After looking at all this i had an idea. Why not to trace inside of the connection using TCP ACKs?! As with most of my great ideas someone already done that. This technique called "subliminal traceroute", first public implementation called 0trace. I used one by name intrace. This util should produce the output i was expecting from my first TCP trace. Here is one i ran on my client machine.
InTrace 1.5 -- R: Server/80 (80) L: Client/58990
Payload Size: 1 bytes, Seq: 0x6e1c3ebc, Ack: 0x63bd8df4
Status: Press ENTER                                                        

  #  [src addr]         [icmp src addr]    [pkt type]
 1.  [192.168.1.1    ]  [Server         ]  [ICMP_TIMXCEED]
 2.  [212.179.37.1   ]  [Server         ]  [ICMP_TIMXCEED]
 3.  [81.218.103.194 ]  [Server         ]  [ICMP_TIMXCEED]
 4.  [212.179.152.130]  [Server         ]  [ICMP_TIMXCEED]
 5.  [Server         ]  [  ---          ]  [TCP]

Busted.

In conclusion

What we have here is a very sneaky caching proxy. It saves files that go through, does it by eavesdropping on http connections and disrupts communication when it wants to serve the file directly. I didn't test the caching mechanism, but in theory it may disrupt sensitive to caching services. If you experienced problems like that try using another port https for example.
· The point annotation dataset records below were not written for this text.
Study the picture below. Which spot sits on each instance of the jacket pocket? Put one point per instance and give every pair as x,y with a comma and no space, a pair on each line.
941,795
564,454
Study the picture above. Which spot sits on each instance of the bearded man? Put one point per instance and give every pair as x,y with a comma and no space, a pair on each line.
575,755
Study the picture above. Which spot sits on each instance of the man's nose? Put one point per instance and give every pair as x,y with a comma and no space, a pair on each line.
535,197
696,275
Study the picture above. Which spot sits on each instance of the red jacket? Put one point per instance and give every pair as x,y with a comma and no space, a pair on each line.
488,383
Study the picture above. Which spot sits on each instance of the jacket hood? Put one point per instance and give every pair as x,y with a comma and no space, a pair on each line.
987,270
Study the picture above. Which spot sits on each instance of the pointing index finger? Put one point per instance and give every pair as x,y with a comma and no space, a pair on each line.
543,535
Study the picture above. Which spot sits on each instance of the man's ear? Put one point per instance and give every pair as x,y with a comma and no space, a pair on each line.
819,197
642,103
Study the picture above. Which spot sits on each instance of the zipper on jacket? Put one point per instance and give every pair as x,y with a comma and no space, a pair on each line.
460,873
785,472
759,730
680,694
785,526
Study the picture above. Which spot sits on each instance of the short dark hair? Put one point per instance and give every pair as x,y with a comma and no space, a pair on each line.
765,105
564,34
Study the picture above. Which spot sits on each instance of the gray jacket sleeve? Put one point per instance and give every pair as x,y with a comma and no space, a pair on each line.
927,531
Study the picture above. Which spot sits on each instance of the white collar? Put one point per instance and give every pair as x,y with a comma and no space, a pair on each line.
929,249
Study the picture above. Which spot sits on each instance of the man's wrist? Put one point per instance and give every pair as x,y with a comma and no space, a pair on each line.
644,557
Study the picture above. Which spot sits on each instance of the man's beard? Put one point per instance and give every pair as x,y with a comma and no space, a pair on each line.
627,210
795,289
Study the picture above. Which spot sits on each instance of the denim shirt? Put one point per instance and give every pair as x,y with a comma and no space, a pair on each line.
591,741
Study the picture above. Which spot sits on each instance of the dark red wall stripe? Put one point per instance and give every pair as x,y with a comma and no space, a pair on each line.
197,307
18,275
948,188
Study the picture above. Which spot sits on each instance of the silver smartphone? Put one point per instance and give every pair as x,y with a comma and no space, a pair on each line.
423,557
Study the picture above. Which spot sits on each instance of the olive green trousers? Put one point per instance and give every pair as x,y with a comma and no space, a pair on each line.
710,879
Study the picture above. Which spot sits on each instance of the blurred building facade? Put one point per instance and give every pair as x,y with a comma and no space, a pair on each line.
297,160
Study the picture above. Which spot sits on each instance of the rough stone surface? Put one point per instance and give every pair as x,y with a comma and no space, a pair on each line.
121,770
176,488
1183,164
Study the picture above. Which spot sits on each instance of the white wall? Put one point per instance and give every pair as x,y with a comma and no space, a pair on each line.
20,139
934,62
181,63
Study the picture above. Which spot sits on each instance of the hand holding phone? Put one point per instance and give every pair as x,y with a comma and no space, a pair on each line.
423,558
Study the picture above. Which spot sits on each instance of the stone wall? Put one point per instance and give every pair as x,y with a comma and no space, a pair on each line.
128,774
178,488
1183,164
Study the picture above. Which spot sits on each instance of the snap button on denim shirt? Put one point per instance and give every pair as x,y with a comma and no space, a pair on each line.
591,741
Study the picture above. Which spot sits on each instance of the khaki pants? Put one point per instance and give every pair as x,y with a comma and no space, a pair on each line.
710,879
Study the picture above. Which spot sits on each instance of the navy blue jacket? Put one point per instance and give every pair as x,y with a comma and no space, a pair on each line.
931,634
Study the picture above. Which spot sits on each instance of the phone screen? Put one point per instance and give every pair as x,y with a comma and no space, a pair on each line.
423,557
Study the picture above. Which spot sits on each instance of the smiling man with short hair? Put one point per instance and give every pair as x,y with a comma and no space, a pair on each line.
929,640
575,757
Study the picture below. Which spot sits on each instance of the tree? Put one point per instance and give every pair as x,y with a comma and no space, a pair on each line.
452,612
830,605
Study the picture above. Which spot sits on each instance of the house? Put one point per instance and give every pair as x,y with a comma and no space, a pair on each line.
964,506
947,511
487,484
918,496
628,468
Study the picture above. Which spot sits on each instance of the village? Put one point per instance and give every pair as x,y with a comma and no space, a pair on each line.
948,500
BezeqInt support representatives refused to acknowledge forcing this proxy on me. All BezeqInt lines I've checked go through this proxy. I think this eavesdropping on communications is a violation of privacy. It might even be illegal, i'm not sure, i'm not a lawyer. I know many buy these lines. They might want to reconsider knowing that file you just downloaded might have been saved for later use by your ISP.

PS: By the way, BezeqInt is not the only ISP in town who does this.